Bir bilim olarak, patopsikoloji, 1930'larda İkinci Dünya Savaşı ve savaş sonrası dönemde, psişik işlevlerinin yeniden sağlanması gereken askeri travmaların ortaya çıktığı bir dönemde başladı. Fakat bilimin hızlı gelişimi 1970'lere kadar ulaşıyor. Rus patolojisinin temelleri, ülkemizin ilk uygulamalı psikologlarının çalışmalarında ortaya konmuştu. Son olarak, 1980'lerde görevler, konu ve patopsikolojinin yeri ile ilgili tartışmalar tamamlanmıştır. Bugün, bilimi farklı yönlere ayırma süreci söz konusudur, örneğin günümüzde yargı patolojisinin yönü şekillenmiştir.

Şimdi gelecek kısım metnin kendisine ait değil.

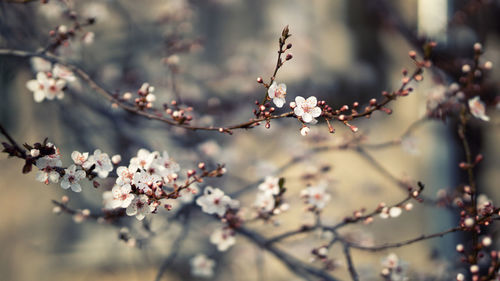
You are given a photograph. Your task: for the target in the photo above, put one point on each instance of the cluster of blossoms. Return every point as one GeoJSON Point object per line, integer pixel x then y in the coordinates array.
{"type": "Point", "coordinates": [139, 186]}
{"type": "Point", "coordinates": [214, 201]}
{"type": "Point", "coordinates": [316, 196]}
{"type": "Point", "coordinates": [269, 197]}
{"type": "Point", "coordinates": [50, 81]}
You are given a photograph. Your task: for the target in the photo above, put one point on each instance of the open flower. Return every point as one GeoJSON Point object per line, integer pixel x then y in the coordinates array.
{"type": "Point", "coordinates": [202, 266]}
{"type": "Point", "coordinates": [214, 201]}
{"type": "Point", "coordinates": [71, 178]}
{"type": "Point", "coordinates": [79, 158]}
{"type": "Point", "coordinates": [122, 198]}
{"type": "Point", "coordinates": [102, 163]}
{"type": "Point", "coordinates": [271, 185]}
{"type": "Point", "coordinates": [46, 88]}
{"type": "Point", "coordinates": [316, 196]}
{"type": "Point", "coordinates": [139, 207]}
{"type": "Point", "coordinates": [223, 238]}
{"type": "Point", "coordinates": [477, 109]}
{"type": "Point", "coordinates": [277, 92]}
{"type": "Point", "coordinates": [307, 109]}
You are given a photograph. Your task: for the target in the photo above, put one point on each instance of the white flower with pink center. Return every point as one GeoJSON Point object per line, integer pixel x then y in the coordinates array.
{"type": "Point", "coordinates": [271, 185]}
{"type": "Point", "coordinates": [143, 160]}
{"type": "Point", "coordinates": [223, 238]}
{"type": "Point", "coordinates": [214, 201]}
{"type": "Point", "coordinates": [79, 158]}
{"type": "Point", "coordinates": [72, 177]}
{"type": "Point", "coordinates": [477, 109]}
{"type": "Point", "coordinates": [316, 196]}
{"type": "Point", "coordinates": [44, 87]}
{"type": "Point", "coordinates": [102, 163]}
{"type": "Point", "coordinates": [308, 109]}
{"type": "Point", "coordinates": [122, 198]}
{"type": "Point", "coordinates": [139, 207]}
{"type": "Point", "coordinates": [145, 181]}
{"type": "Point", "coordinates": [277, 92]}
{"type": "Point", "coordinates": [201, 266]}
{"type": "Point", "coordinates": [265, 202]}
{"type": "Point", "coordinates": [125, 176]}
{"type": "Point", "coordinates": [62, 72]}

Patopsikolojinin konusu ve amacı

Patopsikoloji, ruhsal süreçlerin bozukluklarını inceler ve psikolojik yöntemlerin yardımıyla ifade eder. Bu durumda, psikolojik değişimler, ruhsal indeksleri normlara karşılık gelen bireylerde ruhsal süreçlerin oluşumu ve durumları ile durumları ile bir karşılaştırma temelinde analiz edilir. Tanımdan hareketle, patopsikolojinin, psikopatolojilerin oluşumu kalıplarının incelenmesi olan, tıbbi psikolojinin pratik bir dalı olduğu ve nesnenin, farklı tezahürlerin anomalileri ve zihinsel bozuklukları olduğu düşünülür, ama küçük şiddetteki benzer, yani normal sınırda olduğu söylenebilir. sağlıklı) durumları.

Patopsikolojinin Sendromları

Bir sendrom, belirli bir modelle ortaya çıkan kişilik bozukluğu veya bilişsel süreçlerin belirtilerinin birleşimidir. Psikopatolojide, aşağıdaki sendromlar göz önünde bulundurulur:

Patopsikolojinin prensipleri

Patopsikolojik çalışmaların yürütülmesi için farklı yaklaşımlar vardır. Bu tür çalışmaların yurt içi deneyimi, aşağıdaki ilkeleri tek tek belirlememizi sağlar:

  1. Psikolojik deney. Ruhsal bozuklukları bir aktivite bozukluğu olarak araştırmanızı sağlar. Ruhsal bozuklukların formlarının nitel bir analizini, bu tür faaliyetlerin mekanizmalarını ve restorasyon yollarını açıklamayı amaçlar.
  2. Nitel analiz ilkesi. Deneysel görevler gerçekleştirirken ortaya çıkan hataların bir analizi yoluyla insan ruhsal süreçlerinin seyrinin özelliklerini tanımlar.
  3. Aynı psikopatolojik belirtiler farklı mekanizmalardan ve farklı durumların kanıtlarından kaynaklanabilir. Bu nedenle, her semptom tam teşekküllü bir çalışma ile birlikte değerlendirilmelidir.
  4. Araştırma, insanın faaliyetinde kullandığı zihinsel işlemleri gerçekleştiren görevlerin yardımıyla gerçekleştirilmektedir. Ayrıca, gerçekleştirme, kişinin çalışmasına, sonuçlarına ve kendisine karşı kişisel tutumunu da içermelidir.
  5. Patolojik bir deney, yalnızca değiştirilmiş zihinsel aktivite biçimlerinin yapısını keşfetmekle kalmaz, aynı zamanda onları korur. Bu, rahatsız edilen işlevleri geri yüklemek için gereklidir.
  6. Deney, deneyimlenecek kişinin ilişkisini hesaba katmalıdır. Sık sık zihniyet bozukluğu olan insanlar görevleri yerine getirmeyi reddeder ve araştırmacı deney için geçici çözümler aramalıdır.
  7. Patolojik çalışmalar çok sayıda teknik kullanır. Bunun nedeni, ruhsallığın parçalanma sürecinin tek seviyeli bir süreç olmaması ve tüm mekanizmaları tanımlamak için farklı yöntemlerin kullanılmasıdır.

Patopsikolojinin sorunları herhangi bir uzmanlık ve uzmanlık psikoloğunu etkilemektedir, çünkü bunların hiçbiri zihinsel sağlıksız insanlarla profesyonel iletişimi dışlamaz.